During this time, many lambo got accidents...

















then, recover all parts.









Cleaning and polishing.

















finish:


----------



## WashMitt (May 27, 2010)

Background please,

Was this your car, was you driving? Did you just do the reinstatement work?

Most importantly wtf!!!!


----------



## orion613719 (May 12, 2009)

WashMitt said:


> Was this your car


Maybe



WashMitt said:


> was you driving?


Maybe



WashMitt said:


> Did you just do the reinstatement work?


Maybe



WashMitt said:


> Most importantly wtf!!!!


Maybe is not important


----------



## streaky (Dec 2, 2006)

I think you had a boo boo!


----------



## orion613719 (May 12, 2009)

streaky said:


> I think you had a boo boo!


This is my boo boo:










*LP800-4*


----------



## Jack (May 14, 2007)

Video- lol thats what you get for driving like an idiot and risking other peoples lifes, thats what race tracks are for.

Car - Nice, like the colour


----------



## Samh92 (Aug 30, 2012)

Skills or luck getting out without causing harm...... You decide


----------



## orion613719 (May 12, 2009)

Lambo is wild beast, tame it carefully...


----------



## durmz (Nov 2, 2010)

Samh92 said:


> Skills or luck getting out without causing harm...... You decide


Skill? Did you see a different video to me?

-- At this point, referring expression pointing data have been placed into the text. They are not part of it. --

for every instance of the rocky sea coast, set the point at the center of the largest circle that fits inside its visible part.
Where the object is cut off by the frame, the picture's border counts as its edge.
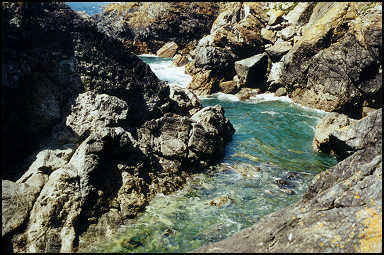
(92, 136)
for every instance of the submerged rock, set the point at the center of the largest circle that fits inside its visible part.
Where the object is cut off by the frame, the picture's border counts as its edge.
(341, 211)
(108, 135)
(168, 50)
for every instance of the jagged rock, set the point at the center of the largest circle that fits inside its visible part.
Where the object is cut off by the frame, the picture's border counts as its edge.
(246, 93)
(204, 83)
(180, 60)
(328, 77)
(342, 136)
(300, 14)
(218, 51)
(280, 92)
(274, 77)
(366, 110)
(112, 138)
(268, 35)
(228, 87)
(278, 50)
(154, 24)
(184, 101)
(275, 16)
(340, 212)
(287, 33)
(252, 71)
(168, 50)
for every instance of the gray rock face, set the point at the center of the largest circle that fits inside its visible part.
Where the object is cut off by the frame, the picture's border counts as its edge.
(319, 72)
(300, 14)
(168, 50)
(277, 50)
(115, 143)
(16, 202)
(339, 135)
(340, 211)
(252, 71)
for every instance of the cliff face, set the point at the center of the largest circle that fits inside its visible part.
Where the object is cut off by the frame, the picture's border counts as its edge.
(342, 209)
(325, 55)
(146, 27)
(91, 133)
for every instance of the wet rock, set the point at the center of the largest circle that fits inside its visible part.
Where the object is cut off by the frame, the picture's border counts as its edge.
(321, 53)
(146, 27)
(184, 102)
(292, 176)
(344, 202)
(246, 93)
(204, 83)
(275, 16)
(168, 50)
(278, 50)
(216, 53)
(281, 92)
(344, 136)
(287, 33)
(221, 201)
(228, 87)
(252, 71)
(180, 60)
(114, 134)
(300, 14)
(268, 35)
(367, 110)
(16, 201)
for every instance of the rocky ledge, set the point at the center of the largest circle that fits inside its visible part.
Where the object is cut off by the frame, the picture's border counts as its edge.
(341, 211)
(91, 133)
(324, 55)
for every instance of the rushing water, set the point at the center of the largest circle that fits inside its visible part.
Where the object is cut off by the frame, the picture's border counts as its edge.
(272, 140)
(89, 7)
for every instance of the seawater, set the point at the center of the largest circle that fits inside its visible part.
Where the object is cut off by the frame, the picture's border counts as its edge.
(272, 140)
(89, 7)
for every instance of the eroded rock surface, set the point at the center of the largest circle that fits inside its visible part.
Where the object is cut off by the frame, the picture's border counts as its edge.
(107, 134)
(341, 211)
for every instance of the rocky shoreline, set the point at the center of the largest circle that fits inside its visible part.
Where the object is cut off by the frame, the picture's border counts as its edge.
(91, 134)
(104, 134)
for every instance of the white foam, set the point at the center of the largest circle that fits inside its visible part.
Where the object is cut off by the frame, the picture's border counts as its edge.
(147, 55)
(166, 72)
(269, 97)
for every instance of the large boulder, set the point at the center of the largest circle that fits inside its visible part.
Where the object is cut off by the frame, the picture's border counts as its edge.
(341, 211)
(319, 72)
(145, 27)
(235, 35)
(103, 145)
(252, 71)
(168, 50)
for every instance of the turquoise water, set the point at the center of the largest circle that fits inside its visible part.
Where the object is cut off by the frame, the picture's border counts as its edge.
(272, 142)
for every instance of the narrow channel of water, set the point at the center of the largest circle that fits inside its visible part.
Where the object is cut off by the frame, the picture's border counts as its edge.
(267, 166)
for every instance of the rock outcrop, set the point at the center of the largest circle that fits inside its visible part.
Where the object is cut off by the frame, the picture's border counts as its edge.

I saw a muppet lose control on a public road

Paint job however looks top draw


----------



## WashMitt (May 27, 2010)

I like the sound effects, it sounds like a Kung fu movie


----------



## orion613719 (May 12, 2009)

durmz said:


> Skill? Did you see a different video to me? I saw a muppet lose control on a public road
> 
> Paint job however looks top draw


That guy got heavy penalty by our government...


----------



## orion613719 (May 12, 2009)

WashMitt said:


> I like the sound effects, it sounds like a Kung fu movie


yes, it is Kung fu


----------



## Nanolex (Jun 8, 2008)

Looks spot on!


----------